I got her a pair of fresh socks and a hygiene kit, which contained a toothbrush and soap, as well as bus tickets and brochures for help. I handed this to her up front.

“Come back please,” I told her.

For a moment she stood there, and in the final vestiges of sunset I again thought of my sister. Could Stephanie have survived on the streets? I knew the answer: of course not.

Jan and I watched Mary walk off toward Mill Avenue. She was small and slender under the large dark sky. She looked no bigger than a child and walked quickly, as if afraid of the coming night. She carried the bag with supplies under one arm. I didn’t want to think of what awaited her on those streets.

“She’s just a baby,” Jan murmured.

I nodded.

“What’s her name again?”

“She said it was Mary.”

“That’s right. She didn’t really have a headache, did she?”

I shook my head, “I don’t think so. I think what is wrong with Mary is much worse,” I said. “But I can’t say what it is. She wouldn’t talk to me.”

Jan nodded. “If only headaches were the only problem these kids had.”

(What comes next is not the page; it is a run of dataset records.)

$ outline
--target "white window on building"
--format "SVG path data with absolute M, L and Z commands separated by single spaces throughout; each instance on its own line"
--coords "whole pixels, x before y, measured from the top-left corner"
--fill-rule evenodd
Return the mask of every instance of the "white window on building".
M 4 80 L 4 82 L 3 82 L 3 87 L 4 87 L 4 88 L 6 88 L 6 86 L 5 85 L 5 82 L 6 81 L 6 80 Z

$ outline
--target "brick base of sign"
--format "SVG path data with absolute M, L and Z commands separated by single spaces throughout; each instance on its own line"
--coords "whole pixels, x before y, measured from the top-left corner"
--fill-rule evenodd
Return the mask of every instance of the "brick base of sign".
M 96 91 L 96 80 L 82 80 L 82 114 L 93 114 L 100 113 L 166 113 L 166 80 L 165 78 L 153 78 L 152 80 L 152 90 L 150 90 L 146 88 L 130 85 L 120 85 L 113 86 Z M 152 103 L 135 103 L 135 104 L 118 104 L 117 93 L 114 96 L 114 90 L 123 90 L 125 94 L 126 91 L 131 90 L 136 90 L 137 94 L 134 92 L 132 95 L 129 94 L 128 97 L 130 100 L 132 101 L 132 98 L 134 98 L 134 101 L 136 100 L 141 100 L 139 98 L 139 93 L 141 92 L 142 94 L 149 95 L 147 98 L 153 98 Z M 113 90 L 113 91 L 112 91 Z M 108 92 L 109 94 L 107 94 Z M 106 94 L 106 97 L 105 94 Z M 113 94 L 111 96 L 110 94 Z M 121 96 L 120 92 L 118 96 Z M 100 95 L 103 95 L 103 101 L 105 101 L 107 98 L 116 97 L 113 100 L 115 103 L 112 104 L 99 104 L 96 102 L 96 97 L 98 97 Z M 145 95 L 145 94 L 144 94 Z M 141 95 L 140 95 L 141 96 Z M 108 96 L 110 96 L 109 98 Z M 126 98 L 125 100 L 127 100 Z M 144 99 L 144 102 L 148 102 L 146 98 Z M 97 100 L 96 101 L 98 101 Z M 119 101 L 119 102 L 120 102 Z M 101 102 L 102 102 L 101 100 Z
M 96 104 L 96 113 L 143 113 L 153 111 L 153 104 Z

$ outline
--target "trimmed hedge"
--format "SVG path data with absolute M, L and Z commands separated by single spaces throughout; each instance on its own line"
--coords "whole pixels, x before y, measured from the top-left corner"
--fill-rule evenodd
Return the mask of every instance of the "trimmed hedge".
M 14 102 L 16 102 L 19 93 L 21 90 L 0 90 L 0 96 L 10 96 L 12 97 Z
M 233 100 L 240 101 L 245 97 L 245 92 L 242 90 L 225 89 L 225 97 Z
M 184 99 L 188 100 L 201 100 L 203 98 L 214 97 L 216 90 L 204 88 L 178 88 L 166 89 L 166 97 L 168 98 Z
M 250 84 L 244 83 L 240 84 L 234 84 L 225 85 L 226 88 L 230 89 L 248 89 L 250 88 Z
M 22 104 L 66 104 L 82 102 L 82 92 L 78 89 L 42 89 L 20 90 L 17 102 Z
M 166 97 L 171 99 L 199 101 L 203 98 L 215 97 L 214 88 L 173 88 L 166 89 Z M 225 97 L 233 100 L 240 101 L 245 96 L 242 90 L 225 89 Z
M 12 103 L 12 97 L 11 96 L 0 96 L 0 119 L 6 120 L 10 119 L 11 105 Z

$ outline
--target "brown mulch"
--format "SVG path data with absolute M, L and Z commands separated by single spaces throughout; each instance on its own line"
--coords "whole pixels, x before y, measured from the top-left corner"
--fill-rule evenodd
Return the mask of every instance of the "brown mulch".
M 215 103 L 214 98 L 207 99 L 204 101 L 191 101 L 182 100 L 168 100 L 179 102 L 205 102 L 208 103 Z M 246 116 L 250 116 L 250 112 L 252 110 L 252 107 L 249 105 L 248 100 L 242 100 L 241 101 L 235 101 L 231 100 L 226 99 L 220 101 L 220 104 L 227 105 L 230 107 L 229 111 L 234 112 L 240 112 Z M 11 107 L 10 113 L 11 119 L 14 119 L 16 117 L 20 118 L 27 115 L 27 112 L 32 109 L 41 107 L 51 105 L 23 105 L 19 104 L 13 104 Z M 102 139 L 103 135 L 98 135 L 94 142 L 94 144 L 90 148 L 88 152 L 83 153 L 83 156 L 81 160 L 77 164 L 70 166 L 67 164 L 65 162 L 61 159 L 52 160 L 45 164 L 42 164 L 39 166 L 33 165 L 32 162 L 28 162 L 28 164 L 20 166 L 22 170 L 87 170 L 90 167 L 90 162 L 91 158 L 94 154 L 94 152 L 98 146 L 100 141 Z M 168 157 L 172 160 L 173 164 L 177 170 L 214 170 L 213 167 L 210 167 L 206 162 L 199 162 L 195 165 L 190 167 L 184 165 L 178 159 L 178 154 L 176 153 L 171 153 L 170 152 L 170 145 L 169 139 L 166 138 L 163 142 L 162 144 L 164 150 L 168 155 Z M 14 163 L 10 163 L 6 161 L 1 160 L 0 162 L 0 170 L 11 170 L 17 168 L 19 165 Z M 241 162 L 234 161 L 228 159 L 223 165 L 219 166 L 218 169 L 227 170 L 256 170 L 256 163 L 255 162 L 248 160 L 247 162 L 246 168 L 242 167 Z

Night was falling, driving a final sweep of colors across the sky. Soon the stars would come: bright desert stars. The streets had fallen into that peculiar desert silence, permeated with clicks and buzzes and insect sounds, yet seeming utterly still. Mary’s figure retreated until it was just a small shape, and then she turned a corner and was gone. From down Mill Avenue came the faint hoot of music from a bar, and in the distance there was a sudden blast of a car horn. I felt a tremendous guilt. If I could, I thought, I would lock her up to keep her safe. I looked at the stars and made a fervent wish that Mary would travel safely into the next day.